On Sunday, Naveen Selvadurai woke up at 8:30. He exercised on the West Side Highway running path, and racked up 5,130 Nike Fuel Points over the course of the day. Then he shopped at the CB2 furniture store and the Apple Store in SoHo. His weight was 149 pounds, up two pounds from Saturday. (Hope he didn't overindulged when he got a late dinner at Peix Bar de Mariscos in NoLIta.)
Selvadurai's accounts haven't been hacked, and he isn't being tailed by the FBI. All of this data was made publicly available by Selvadurai himself. You'd expect a certain amount of oversharing from the cofounder of Foursquare, but he aspires to an even greater level of transparency: On Friday, he unveiled a "personal API" that shares data gleaned from Foursquare, all of his various fitness tracking devices, and even his bathroom scale.
"I’ve long been a follower of the quantified self," he writes. He's used FitBit, Jawbone up, Nike FuelBand, and Withings, which were all useful for deriving insights about his health. "It's shown me that seasons have a lot to do with weight makeup and that I seem to have a something like a 10-pound range in how much I weigh," he tells Fast Company.
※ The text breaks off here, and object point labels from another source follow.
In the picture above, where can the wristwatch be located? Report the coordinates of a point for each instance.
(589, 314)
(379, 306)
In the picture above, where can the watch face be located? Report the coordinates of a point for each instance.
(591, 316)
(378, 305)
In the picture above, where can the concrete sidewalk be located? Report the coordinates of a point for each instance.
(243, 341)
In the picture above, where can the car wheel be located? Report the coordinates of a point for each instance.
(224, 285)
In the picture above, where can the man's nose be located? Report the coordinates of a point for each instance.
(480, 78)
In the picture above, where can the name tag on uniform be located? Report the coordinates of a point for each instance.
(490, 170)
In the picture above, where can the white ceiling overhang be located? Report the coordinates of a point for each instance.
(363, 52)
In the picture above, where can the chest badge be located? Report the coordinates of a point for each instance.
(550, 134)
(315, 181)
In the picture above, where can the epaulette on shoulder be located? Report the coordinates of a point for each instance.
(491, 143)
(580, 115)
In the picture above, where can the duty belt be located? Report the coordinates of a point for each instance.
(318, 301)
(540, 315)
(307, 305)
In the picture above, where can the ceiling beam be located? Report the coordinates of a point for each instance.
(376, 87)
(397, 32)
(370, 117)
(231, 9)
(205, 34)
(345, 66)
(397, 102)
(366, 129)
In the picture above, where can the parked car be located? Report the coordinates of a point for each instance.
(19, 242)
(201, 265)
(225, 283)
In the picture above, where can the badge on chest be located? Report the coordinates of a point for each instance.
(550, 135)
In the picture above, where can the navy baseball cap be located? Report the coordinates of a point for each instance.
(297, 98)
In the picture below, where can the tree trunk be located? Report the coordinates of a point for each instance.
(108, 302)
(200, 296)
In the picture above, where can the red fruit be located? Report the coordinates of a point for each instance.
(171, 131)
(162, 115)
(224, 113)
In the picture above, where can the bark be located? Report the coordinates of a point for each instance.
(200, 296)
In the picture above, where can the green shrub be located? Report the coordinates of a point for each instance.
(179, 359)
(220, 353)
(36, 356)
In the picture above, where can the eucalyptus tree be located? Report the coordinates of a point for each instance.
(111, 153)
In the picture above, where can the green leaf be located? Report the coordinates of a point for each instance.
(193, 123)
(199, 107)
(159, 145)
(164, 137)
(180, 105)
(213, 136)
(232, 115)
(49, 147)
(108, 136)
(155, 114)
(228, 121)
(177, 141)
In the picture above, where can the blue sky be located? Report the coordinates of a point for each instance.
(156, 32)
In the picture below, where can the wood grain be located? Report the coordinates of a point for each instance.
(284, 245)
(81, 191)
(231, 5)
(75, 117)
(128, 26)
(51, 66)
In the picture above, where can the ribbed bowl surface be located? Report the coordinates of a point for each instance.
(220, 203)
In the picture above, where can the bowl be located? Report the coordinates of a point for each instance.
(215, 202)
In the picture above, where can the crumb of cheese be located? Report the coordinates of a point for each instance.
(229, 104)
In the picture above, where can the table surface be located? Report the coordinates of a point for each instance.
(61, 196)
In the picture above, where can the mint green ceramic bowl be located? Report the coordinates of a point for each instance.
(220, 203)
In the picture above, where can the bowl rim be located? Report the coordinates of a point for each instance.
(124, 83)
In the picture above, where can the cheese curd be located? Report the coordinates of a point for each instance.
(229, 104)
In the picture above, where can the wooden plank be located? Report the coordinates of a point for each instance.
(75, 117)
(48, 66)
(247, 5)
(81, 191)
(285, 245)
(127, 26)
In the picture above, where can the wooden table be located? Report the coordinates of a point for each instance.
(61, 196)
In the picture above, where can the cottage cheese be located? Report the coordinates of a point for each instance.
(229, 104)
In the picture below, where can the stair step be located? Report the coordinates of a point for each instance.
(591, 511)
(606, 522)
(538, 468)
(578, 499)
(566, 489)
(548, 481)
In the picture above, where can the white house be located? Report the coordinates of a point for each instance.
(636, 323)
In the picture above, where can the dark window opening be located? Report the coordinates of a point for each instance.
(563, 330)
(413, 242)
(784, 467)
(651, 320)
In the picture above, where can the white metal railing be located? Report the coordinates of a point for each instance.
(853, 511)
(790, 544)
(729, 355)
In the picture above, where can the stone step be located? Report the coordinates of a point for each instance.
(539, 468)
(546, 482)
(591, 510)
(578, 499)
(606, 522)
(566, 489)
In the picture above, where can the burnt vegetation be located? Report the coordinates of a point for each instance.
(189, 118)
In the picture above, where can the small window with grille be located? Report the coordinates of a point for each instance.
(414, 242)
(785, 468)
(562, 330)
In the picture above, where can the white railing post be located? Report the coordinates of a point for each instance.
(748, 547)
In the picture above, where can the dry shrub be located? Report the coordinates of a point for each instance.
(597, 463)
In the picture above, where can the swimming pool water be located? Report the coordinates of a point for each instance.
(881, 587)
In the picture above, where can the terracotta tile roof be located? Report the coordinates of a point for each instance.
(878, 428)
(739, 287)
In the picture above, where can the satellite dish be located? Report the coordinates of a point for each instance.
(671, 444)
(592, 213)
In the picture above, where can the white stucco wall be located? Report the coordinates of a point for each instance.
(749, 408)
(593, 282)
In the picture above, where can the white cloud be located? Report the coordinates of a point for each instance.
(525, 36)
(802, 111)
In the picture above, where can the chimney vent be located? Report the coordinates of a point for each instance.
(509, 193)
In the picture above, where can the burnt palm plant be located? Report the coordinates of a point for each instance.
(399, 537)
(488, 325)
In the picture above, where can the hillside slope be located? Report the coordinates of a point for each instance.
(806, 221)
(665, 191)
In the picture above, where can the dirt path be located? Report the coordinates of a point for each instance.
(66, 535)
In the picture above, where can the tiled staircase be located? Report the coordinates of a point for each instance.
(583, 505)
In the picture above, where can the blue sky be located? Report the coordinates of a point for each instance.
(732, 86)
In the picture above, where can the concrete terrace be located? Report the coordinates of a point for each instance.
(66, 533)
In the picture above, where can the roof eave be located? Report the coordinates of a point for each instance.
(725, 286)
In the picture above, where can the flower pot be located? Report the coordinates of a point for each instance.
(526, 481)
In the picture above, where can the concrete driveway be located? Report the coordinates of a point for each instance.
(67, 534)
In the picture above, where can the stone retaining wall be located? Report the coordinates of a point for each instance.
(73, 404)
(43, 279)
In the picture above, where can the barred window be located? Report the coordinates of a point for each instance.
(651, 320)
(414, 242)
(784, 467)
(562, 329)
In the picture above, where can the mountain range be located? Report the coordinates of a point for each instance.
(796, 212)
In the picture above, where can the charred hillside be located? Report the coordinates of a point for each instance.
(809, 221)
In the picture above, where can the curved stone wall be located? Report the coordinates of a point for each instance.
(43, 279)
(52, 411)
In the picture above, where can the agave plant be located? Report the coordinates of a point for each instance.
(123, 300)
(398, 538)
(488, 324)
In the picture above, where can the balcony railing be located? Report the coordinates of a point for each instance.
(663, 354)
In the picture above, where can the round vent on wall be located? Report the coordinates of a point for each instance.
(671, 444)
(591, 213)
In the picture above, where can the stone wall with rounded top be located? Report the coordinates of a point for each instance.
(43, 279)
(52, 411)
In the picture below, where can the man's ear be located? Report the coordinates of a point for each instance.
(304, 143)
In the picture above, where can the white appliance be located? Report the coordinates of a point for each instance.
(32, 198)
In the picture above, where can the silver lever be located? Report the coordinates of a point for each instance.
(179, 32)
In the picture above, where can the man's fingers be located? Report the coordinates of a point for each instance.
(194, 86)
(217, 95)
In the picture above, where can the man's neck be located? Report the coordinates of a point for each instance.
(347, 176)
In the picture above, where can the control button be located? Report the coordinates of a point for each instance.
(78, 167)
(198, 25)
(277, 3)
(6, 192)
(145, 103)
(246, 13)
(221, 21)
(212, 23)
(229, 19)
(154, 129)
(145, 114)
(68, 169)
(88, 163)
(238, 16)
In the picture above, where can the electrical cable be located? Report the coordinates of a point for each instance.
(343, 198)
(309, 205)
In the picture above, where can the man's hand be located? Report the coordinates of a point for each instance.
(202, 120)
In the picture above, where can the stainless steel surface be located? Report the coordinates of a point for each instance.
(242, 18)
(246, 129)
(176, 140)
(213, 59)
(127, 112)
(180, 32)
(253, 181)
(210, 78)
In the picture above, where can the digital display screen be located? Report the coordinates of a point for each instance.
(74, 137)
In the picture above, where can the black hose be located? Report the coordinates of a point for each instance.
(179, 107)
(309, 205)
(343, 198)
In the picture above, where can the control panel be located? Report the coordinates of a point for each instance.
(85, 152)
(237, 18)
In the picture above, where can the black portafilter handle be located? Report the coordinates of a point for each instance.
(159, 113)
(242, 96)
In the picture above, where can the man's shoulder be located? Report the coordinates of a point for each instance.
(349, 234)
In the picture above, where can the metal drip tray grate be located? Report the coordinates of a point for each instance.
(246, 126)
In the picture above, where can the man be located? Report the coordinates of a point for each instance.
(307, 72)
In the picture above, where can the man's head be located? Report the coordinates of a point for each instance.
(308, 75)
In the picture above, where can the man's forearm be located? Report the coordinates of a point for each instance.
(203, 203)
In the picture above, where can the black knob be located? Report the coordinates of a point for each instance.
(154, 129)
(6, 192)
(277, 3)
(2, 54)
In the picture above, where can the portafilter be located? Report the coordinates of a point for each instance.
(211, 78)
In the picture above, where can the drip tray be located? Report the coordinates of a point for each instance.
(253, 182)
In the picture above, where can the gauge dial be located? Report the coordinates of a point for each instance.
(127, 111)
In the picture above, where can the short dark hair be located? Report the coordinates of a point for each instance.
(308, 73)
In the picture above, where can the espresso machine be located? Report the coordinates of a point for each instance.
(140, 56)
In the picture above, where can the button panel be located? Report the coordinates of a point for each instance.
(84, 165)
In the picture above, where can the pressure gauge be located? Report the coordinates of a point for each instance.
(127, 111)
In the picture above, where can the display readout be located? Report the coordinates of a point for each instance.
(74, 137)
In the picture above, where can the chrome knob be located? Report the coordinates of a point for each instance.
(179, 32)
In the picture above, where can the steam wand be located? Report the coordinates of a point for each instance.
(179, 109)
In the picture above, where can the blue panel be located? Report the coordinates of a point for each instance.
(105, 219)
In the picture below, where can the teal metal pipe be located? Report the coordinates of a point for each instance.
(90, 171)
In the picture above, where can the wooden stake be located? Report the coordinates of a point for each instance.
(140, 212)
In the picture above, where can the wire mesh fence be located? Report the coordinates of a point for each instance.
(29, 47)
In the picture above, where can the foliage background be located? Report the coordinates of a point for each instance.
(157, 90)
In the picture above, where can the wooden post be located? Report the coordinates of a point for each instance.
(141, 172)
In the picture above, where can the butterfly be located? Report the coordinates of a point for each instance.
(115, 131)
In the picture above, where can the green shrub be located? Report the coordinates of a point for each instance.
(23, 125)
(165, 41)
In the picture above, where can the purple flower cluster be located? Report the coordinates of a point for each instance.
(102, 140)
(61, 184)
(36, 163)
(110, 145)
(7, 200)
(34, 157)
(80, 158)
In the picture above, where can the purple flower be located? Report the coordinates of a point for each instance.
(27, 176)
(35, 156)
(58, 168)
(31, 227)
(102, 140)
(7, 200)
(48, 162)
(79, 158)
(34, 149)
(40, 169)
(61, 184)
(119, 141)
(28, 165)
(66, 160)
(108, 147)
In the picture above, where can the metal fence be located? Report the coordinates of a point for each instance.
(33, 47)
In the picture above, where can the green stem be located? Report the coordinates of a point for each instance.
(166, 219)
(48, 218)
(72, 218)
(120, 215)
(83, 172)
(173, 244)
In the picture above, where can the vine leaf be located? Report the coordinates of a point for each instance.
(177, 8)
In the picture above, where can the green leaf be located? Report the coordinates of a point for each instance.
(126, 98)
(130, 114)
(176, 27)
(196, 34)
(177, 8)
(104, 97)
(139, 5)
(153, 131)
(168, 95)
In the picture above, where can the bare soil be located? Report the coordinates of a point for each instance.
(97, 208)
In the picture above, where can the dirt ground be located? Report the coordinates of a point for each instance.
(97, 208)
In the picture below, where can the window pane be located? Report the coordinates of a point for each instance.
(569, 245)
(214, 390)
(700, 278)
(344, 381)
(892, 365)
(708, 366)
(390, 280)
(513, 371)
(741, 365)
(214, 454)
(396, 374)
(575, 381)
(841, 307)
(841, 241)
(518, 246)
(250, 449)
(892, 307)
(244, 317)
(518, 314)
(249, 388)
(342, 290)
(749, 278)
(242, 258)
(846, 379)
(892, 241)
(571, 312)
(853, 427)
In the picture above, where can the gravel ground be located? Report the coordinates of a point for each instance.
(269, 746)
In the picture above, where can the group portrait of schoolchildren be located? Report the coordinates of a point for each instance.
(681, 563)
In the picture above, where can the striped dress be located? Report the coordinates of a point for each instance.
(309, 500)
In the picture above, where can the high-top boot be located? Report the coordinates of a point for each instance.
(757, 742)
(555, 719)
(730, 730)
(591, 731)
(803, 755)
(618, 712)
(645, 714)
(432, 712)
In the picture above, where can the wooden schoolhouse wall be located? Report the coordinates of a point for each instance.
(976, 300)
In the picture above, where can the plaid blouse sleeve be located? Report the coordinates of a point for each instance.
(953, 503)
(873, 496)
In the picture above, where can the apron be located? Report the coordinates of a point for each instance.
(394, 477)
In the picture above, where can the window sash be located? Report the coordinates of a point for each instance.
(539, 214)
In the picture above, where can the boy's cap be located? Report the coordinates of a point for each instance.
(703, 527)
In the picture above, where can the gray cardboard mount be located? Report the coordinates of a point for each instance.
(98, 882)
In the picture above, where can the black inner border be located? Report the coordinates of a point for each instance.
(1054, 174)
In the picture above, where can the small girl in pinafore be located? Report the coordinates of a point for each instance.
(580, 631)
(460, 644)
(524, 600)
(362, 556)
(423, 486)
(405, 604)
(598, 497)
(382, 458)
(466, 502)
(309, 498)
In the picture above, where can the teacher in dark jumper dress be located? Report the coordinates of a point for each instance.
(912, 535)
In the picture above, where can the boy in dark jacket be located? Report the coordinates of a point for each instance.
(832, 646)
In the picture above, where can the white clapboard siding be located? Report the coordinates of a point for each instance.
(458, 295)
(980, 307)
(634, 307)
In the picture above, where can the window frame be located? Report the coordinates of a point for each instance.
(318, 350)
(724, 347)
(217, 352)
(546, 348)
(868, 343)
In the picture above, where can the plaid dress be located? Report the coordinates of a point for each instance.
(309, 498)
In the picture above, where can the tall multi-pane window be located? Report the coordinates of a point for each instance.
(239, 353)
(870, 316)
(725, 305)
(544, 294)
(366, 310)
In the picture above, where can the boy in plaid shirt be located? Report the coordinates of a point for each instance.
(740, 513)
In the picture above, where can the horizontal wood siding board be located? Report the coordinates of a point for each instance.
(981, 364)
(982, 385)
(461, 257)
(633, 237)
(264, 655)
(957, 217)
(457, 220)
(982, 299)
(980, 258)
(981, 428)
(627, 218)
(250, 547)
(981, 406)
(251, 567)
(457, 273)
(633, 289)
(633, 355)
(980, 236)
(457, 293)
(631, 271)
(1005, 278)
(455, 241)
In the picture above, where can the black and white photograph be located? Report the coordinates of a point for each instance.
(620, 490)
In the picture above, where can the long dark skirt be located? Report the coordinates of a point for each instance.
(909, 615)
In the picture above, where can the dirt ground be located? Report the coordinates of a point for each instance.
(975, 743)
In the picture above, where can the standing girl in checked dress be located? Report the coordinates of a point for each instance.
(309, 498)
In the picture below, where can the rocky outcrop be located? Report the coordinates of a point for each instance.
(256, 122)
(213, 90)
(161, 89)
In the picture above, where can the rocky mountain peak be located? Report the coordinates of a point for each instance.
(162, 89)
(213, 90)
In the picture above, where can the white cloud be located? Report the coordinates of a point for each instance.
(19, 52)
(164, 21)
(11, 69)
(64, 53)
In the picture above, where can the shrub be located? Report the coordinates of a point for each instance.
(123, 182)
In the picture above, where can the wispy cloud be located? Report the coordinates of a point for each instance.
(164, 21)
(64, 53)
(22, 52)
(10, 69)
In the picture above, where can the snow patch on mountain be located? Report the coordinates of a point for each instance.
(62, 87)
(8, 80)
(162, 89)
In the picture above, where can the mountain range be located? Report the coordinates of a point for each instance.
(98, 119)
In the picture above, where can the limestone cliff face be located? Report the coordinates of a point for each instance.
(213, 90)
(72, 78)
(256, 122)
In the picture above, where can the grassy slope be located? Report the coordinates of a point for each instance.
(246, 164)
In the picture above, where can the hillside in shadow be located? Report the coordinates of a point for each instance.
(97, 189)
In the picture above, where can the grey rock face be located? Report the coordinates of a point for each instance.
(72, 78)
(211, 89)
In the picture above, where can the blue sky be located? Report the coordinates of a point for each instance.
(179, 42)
Making all of this health data public seems like a natural next step to him. "We share our tweets and checkins and photos and music habits to a wide audience, so why not other types of behavior and habits as well?" he writes. But these fitness gadgets are all competing with each other, and they don't play well together. Selvadurai longed for something akin to the open APIs (application programming interfaces) that allow other sites to easily pull data from Twitter and Facebook. He claims his personal API yields "a dataset that is a single repository and view of my body as opposed to various silos of data scattered across different services and devices."
Anyone who wants TMI about Selvadurai's personal life just needs to visit api.naveen.com. Provide a Twitter handle, and you can get an access token that lets you pull the raw data on Selvadurai's sleep schedule, weight, number of steps taken, and locations visited. For example, his weigh-in from yesterday looks like this:
{"date": "2013-06-02T13:14:13", "id": "51ac3827d8949f001182cba3", "value": 67.95}
Not pretty to look at, but it'd be relatively simple for anyone with some coding knowledge to create a web page or app that presents the data in any way they like. And that's the point. "I’ve been curious what one might be able to do with such a resource," he writes. "Will any of it be useful for research? Might one create apps on top of me? Or perhaps draw insights that I haven’t yet been able to see myself?"
Selvadurai says that he isn't exactly sure what people will do with it. His experience at Foursquare showed him that people make use of public data in surprising ways. (Like the time someone turned his location info into a visualization of a round-the-world trip he took.) Maybe someone will take his personal API and produce a chart proving that his weight spikes every time he eats at Shake Shack (which he last visited on Friday evening). "My hope is that I'll learn something about my thinking or my data that I hadn't seen before," he says.
There's some speculation that Selvadurai, flush with cash from his Foursquare departure, may be thinking about his next startup. Is his personal API a prelude to a company that unifies and quantifies your health data?
"I just put it out there to start a conversation," he insists.